# Data Upload

With the SEQ Platform, you can directly upload your files or use the cloud browser to browse and select the files pre-uploaded to your account.

# Direct Data Upload

Click on the "Upload" button at your homepage and select "Somatic" option. Here, you can select FASTQ or VCF options.

# FASTQ Upload

# Run Selection

You can upload your samples to a new run by selecting “Create New Run” under “Run Name” and giving it a name on the “Name For New Run” field. You can also upload your samples to an existing run by selecting the previous run from the dropdown menu.

# Diagnostics

Next, you can add the diagnostic information including cancer type and the biomarker status.

# Cancer Type

(Mandatory) Cancer Type (e.g. Breast Cancer)
(Optional) Advanced Solid Tumor: Select this option if the sample or case involves a late-stage or metastatic solid tumor, regardless of the specific cancer type.

# Biomarkers

(Optional) TMB status: tumor mutation burden status (high | intermediate | low).The specified TMB status will be used in associating relevant clinical trials and drugs.
(Optional) MSI status: Microsatellite instability status ( high | low | stable ). The specified MSI status is displayed in the report and used in associating relevant clinical trials and drugs.
(Optional) HRD status: Homologous Recombination Deficiency status (high | low). The HRD status will be used in associating relevant clinical trials and drugs.
(Optional) TILs status: Tumor Infiltrating Lymphocytes status (high | low). The TILs status will be used in associating relevant clinical trials and drugs.
(Optional) PD-L1 status: PD-L1 (CD274) expression status (positive | negative). The PD-L1 (CD274) status will be used in associating relevant clinical trials and drugs.
(Optional) HER2 status: HER2 (ERBB2) expression status (positive | negative). HER2 (ERBB2) status will be used in associating relevant clinical trials and drugs.

# Choose the Technology Type

Choose the next-generation sequencing machine associated with the samples. If you do not know which sequencing platform is used, you can select the "Unknown" option. Mixing different technologies in one run is not permitted.

# Choose the kit type

The SEQ platform has hundreds of different kits predefined in the system. A new kit can be defined with a set of target coordinates and a list of targeted genes. The Addition of a new kit typically takes one business day. For kit requests, please contact us through support@genomize.com.

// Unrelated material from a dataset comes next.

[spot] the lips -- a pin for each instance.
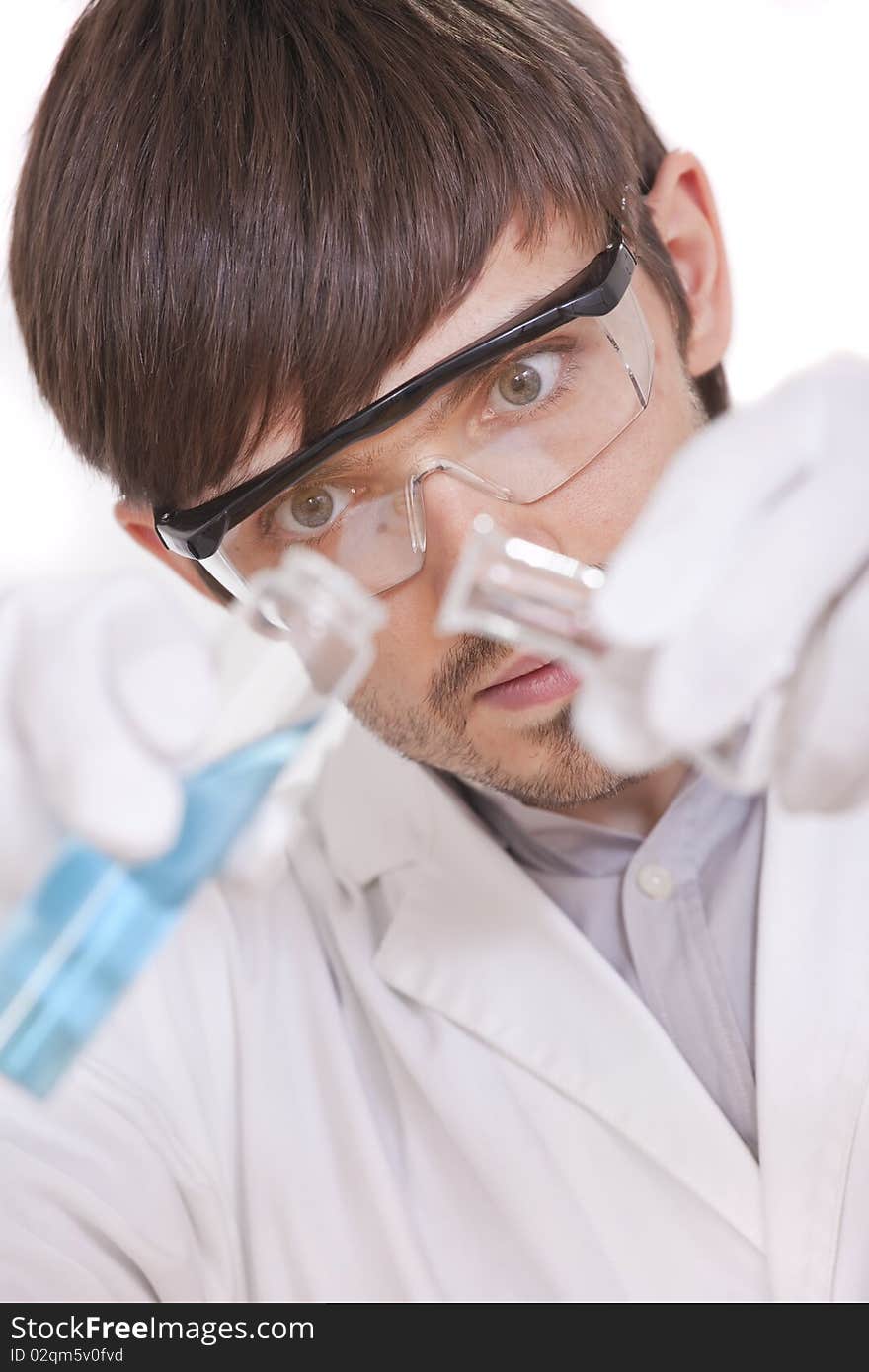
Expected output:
(519, 667)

Every kit is associated with a standardized analysis version in SEQ. Probe-based kits, primer-based kits, Illumina & MGI technology, ION torrent technology, germline analysis, or somatic analyses all have a preset analysis version.

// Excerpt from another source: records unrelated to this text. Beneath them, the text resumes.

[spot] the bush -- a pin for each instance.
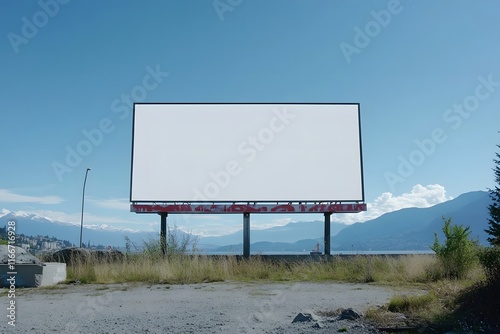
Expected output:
(489, 257)
(458, 254)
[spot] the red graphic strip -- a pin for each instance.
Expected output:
(248, 208)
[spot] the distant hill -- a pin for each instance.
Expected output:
(413, 228)
(402, 230)
(32, 225)
(406, 229)
(288, 233)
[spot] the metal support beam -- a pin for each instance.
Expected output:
(327, 232)
(163, 233)
(246, 235)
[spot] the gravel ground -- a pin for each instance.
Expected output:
(224, 307)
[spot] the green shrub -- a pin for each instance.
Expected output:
(405, 303)
(458, 254)
(489, 257)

# Select the files to upload

Click the "Browse" button under the “File” to upload all the files you want to analyze. Make sure that you upload both read files for paired-end reads. See the table below for the supported input file types:

	File Types	Batch Sample Upload	RNA-Seq Upload
Illumina	.fastq.gz, .fq.gz	Supported	Supported
MGI	.fastq.gz, .fq.gz	Supported	Supported
Element Biosciences	.fastq.gz, .fq.gz	Supported	Supported
GeneMind	.fastq.gz, .fq.gz	Supported	Supported
Onso (PacBio)	.fastq.gz, .fq.gz	Supported	Supported
Salus	.fastq.gz, .fq.gz	Supported	Supported

If you chose Tumor/Normalanalysis pipeline, Normal Files selection will be active. Using these fields, you can select the matched normal file for your tumor samples. Filename formatting is explained below. Formatting rules apply to normal and tumor samples separately. Matching between the tumor and normal samples is not checked. System will assume correct matching tumor and normal files are selected by the user.

# Filename formatting for batch upload

# Illumina

You can upload multiple samples with two or more files. For batch uploads, we only support filenames following the “Illumina naming convention” e.g.

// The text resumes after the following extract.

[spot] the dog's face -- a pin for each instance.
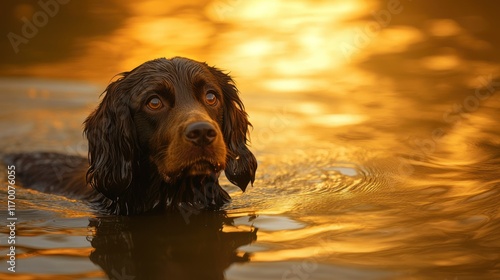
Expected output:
(179, 117)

NA10831_ATCACG_L002_R1_001.fastq.gz
NA10831_ATCACG_L002_R2_001.fastq.gz

The filenames from Illumina platform are handled as below:

<name_field1>_<name_field2>_<lane_#>_<read_#>_<always_001>.fastq.gz

Name field 1, name field 2, lane #, and read # are used to match the corresponding files correctly. You can alter the name fields 1 and 2 without using space, punctuation, or underscore (_) characters. Following this naming convention, you can upload multiple samples (each with multiple fastq.gz files).

The --no-lane-splitting parameter must not be used during file conversion with bcl2fastq, DRAGEN BCL Convert, or similar tools. Lane identifiers are required to remain present in FASTQ file names for correct file matching. Please refer to the tools’ documentations for details.

Please check the number of samples and matched files on the confirmation screen.

# MGI

You can upload multiple samples with two or more files. For batch uploads, we only support filenames following the “MGI naming convention” e.g.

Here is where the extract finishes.